The operations carried out in the factory at Hutton Street was the guillotine of paper board and rotary cutting, postal wrappers, envelope printing, envelope making, hand folding, washering and fitting of metal fasteners,
punching and drilling, perforating, slot and pinhole, bendscoring, round cornering, wire stitching, folding, punching out discs, ovals or shapes from hundreds of stock cutters.
Management reported the substantial investment allowed for a significant improvement in working conditions. Back breaking work of moving and lifting material was done by hydraulic hoists rather by hand. Night storage heaters, air conditioning and
fluorescent lighting ensured a more pleasant environment which was conducive to maintaining high output with minimum human effort, measured by the standards of the day.
In 1956 the trade circular proudly recorded the acquisition of a new fleet of vans
"We, for our part, are doing our best by providing smart vehicles and uniforms, and trust that the drivers themselves will keep up the standard of civility and
courtesy with which our delivery service has become associated."
In 1958, just prior to the date on which Arthur Tanner celebrated 60 years with R. T. Tanner & Co Limited, a member of the fourth generation, his grandson Anthony Richard Tanner, eldest son of A. Derek Tanner,
having completed his education at Marlborough College in Wiltshire, started work in the factory.
By 1959 the Company had expanded rapidly, and with costs escalating faster than profits, it became evident that the existing premises were inadequate in size and general layout for a modern manufacturing unit, and
it was decided that provided a sales office remained in central London a move out of town would be beneficial. There were also major problems within the industry due to poor relations between employers and unions.
For nearly a century the paper trade had been centred around Upper Thames Street, however, when much of the area was destroyed during the war many of those bombed out moved a short distance to the Fleet Street area.
After the war the City appeared not to want any manufacturing units within its limits and concentrated solely on building office blocks, congestion in Carmelite Street became appalling, subsequently making it difficult
to load the Company’s own vans, and get mill delivery lorries in to unload. Also it was not possible to use any form of mechanical handling, and the authorities would not permit a travelling crane. All bundles were,
therefore, loaded and unloaded by hand across a crowded pavement, which was both tedious and expensive.

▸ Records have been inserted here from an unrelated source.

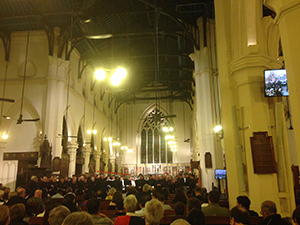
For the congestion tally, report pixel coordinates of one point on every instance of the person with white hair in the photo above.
(180, 222)
(130, 203)
(37, 198)
(1, 197)
(154, 211)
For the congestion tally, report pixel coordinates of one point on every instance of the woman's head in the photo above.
(17, 211)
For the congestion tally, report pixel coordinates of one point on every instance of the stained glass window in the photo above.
(156, 146)
(150, 147)
(153, 144)
(143, 148)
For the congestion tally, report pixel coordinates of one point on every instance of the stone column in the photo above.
(204, 115)
(243, 55)
(105, 158)
(97, 155)
(113, 162)
(118, 162)
(287, 17)
(71, 147)
(86, 154)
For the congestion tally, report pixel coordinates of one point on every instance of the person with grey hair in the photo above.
(58, 215)
(4, 215)
(154, 211)
(180, 222)
(78, 218)
(20, 198)
(37, 198)
(130, 203)
(269, 213)
(1, 197)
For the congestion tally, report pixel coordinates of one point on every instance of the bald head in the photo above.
(268, 208)
(21, 192)
(38, 193)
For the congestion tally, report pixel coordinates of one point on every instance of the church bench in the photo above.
(169, 212)
(211, 220)
(36, 221)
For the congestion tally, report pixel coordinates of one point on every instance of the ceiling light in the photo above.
(121, 72)
(100, 74)
(115, 79)
(218, 128)
(4, 136)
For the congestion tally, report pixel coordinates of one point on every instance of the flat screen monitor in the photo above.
(220, 173)
(276, 83)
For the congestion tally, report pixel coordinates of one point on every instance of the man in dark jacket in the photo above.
(269, 212)
(20, 198)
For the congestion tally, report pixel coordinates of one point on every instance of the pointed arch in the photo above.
(14, 112)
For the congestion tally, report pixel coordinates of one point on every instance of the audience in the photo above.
(160, 197)
(180, 222)
(181, 196)
(245, 202)
(20, 198)
(58, 214)
(59, 193)
(93, 206)
(239, 216)
(37, 198)
(120, 209)
(130, 203)
(78, 218)
(142, 202)
(198, 194)
(154, 211)
(269, 212)
(180, 210)
(110, 194)
(4, 215)
(17, 213)
(195, 215)
(213, 209)
(116, 198)
(1, 197)
(49, 205)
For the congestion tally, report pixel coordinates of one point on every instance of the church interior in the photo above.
(132, 87)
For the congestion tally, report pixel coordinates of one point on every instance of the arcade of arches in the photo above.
(228, 71)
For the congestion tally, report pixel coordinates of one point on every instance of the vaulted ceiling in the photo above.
(151, 38)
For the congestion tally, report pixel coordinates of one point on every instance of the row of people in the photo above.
(153, 214)
(99, 182)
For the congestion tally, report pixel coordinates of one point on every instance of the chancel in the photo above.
(188, 66)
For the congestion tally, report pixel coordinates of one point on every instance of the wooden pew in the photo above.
(36, 221)
(212, 220)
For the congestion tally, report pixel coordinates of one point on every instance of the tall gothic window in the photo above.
(154, 147)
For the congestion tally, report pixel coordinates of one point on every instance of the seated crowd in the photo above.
(99, 200)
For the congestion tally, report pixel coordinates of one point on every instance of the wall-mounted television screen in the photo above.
(276, 83)
(220, 174)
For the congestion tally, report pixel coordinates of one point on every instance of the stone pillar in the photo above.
(71, 147)
(287, 17)
(243, 55)
(204, 115)
(97, 155)
(86, 154)
(105, 158)
(118, 162)
(113, 162)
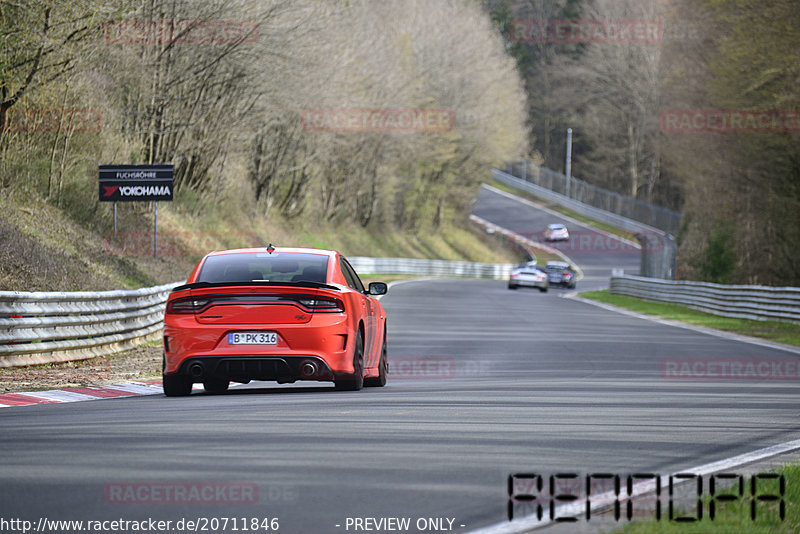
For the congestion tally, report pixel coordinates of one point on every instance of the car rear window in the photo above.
(275, 267)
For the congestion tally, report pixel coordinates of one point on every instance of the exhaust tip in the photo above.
(196, 370)
(308, 369)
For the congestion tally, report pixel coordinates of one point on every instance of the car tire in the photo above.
(216, 385)
(176, 385)
(355, 381)
(383, 367)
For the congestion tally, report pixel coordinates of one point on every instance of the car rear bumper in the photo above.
(243, 368)
(521, 282)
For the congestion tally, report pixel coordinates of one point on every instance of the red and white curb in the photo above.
(53, 396)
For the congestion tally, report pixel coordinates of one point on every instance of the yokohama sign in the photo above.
(130, 183)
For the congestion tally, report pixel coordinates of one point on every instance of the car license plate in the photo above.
(252, 338)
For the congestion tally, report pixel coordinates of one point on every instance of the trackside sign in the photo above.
(131, 183)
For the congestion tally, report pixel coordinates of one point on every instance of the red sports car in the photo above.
(274, 313)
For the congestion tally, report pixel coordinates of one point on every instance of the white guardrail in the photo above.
(747, 302)
(47, 327)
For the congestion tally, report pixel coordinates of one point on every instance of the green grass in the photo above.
(569, 213)
(734, 516)
(780, 332)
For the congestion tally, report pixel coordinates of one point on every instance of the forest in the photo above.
(714, 61)
(388, 114)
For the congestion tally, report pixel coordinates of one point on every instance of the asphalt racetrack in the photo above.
(484, 382)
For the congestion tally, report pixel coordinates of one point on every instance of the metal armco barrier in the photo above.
(747, 302)
(47, 327)
(430, 267)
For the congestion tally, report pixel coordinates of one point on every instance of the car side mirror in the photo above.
(377, 288)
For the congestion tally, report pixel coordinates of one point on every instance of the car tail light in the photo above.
(321, 304)
(186, 305)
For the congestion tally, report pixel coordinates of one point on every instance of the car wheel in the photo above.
(383, 367)
(215, 385)
(355, 381)
(176, 385)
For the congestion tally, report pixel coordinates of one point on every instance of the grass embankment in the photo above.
(735, 516)
(780, 332)
(44, 248)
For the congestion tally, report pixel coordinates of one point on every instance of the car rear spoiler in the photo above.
(198, 285)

Another deciding factor was that before the war much counter work was done, samples fetched, patterns matched, and many bicycle boys and vans collected supplies, however, with the improvement in telecommunications few
customers came to collect orders. A further problem was finding labour, rail fares were rising and with more of the labour force living on the outskirts of the metropolis, working nearer home became more popular, and
for the employee, more cost effective.
For some years the authorities had offered incentives to companies to move out of the City of London to various new towns and depressed areas. For the firm the opportunity would have appeared to have presented itself
when the landlord of Hutton Street offered the directors £27,500 to buy the surrender of the lease. Many of the places suggested were not very accessible and for a firm concerned in supplying customers all over the country
with stock items, lines of communication and delivery had to be good. After considering several sites it was decided to purchase in Crayford, just 13 miles outside London, a modern single-storey building large enough to house
our factory and warehouses under one roof, with a separate office block. Planning permission was also obtained for building an extension when it became necessary.
In total the facility was over 50,000 square feet and the handling of products was mechanised as far as possible.